Having a newborn is like trying to catch clouds. The days turn into weeks in a slow-motion-but-way-too-fast kind of a way and I find myself begging him to stay little. Will turns two weeks old on Wednesday and already my last week of pregnancy seems lifetimes ago. I can't really remember life without him - though, to be fair, I can't really remember anything lately. Sleep deprivation? Glorious newborn sleep deprivation?
Steven and I were talking about how when Gage was born, our world just completely turned upside down. We had no idea what the heck we were doing. It was an adjustment, to say the least. Not to say we didn't absolutely love being parents - the 900 photos I took of Gage's face in his first week of life are proof that I couldn't get enough of him. Maybe it's that we've done it twice now, but the adjustments to having a new baby this time around have been minimal. I'm tired, yes, but in the very best way.

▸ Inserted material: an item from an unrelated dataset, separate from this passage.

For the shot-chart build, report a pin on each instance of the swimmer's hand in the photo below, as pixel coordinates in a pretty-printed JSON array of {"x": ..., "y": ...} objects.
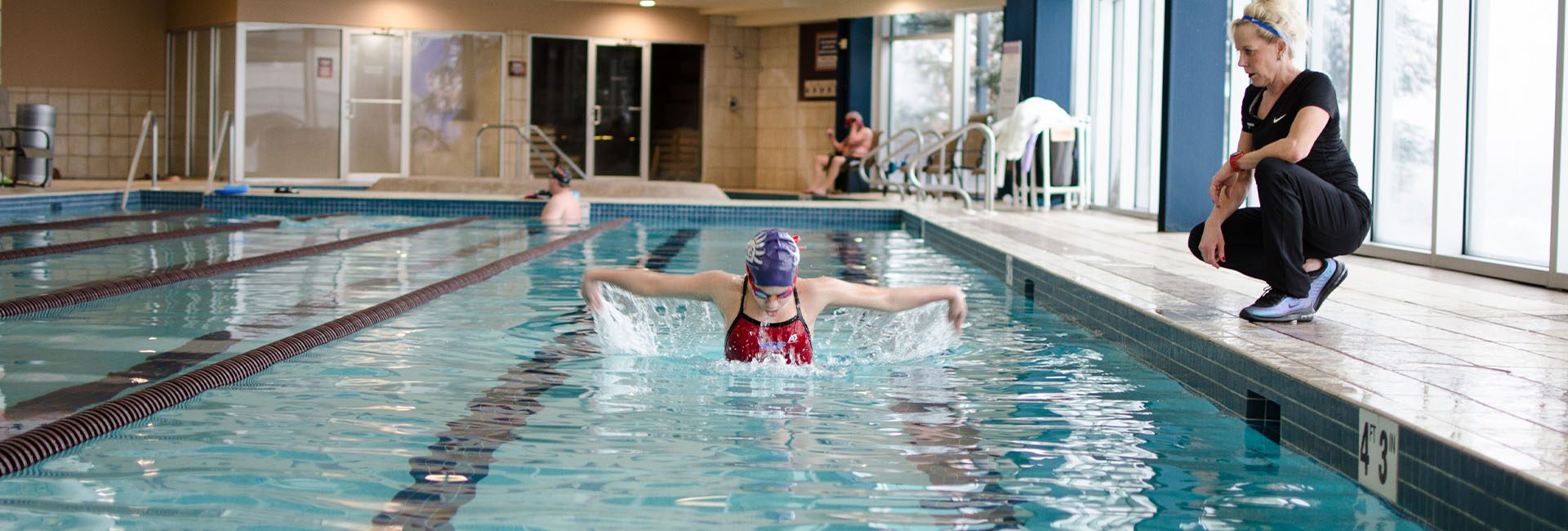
[
  {"x": 590, "y": 292},
  {"x": 957, "y": 309}
]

I'm proud of my body. The first few days were, of course, fairly rough on the ol' cuerpo, but I feel like I'm - maybe not bouncing - but jiggling? back in good time. Still in pajama pants every day, let's not get ahead of ourselves. But I'm trying to stop focusing so much on the number on the scale and celebrate this body of mine that grew a human and an extra organ (did you know that placenta is considered an organ?) and then ejected both without disastrous consequences. And I mean, I can sleep on my stomach now. Let's talk about that!
Anyway, point in all of this is to record for little Will-debeast that life is good with him around.
Will sleeps in his swing most of the day. He prefers to lay on a blanket on the floor during his awake time and watch Gage and Kjel play. He is a typical newborn with his sleep schedule at night - he'll sleep for periods of one to three hours and then eat and coo and wiggle for about an hour before going back to sleep. I'm still working on getting him back into his swing or crib rather than (out of laziness) keeping him in bed with me.
He is completely unfazed by the noise that his siblings make while he sleeps during the day. In fact, I think it makes him sleep better. He doesn't mind the occasional jab to the eye via KJ, when she approaches, ready to snuggle the life out of him. He and Gage have long talks about robots and Star Wars when I ask Gage to "watch" him (trying to establish some feelings of importance in Gage while so much attention is on the littler siblings).
He's just a solid little dude. He's taken to his place in our family so naturally that it reaffirms to me that he was always supposed to be ours. Someday soon I'll record what day-to-day life is like so that I don't forget the details, but for now, just know that we are content and life is peaceful. Will, you belong here. Thanks for being ours.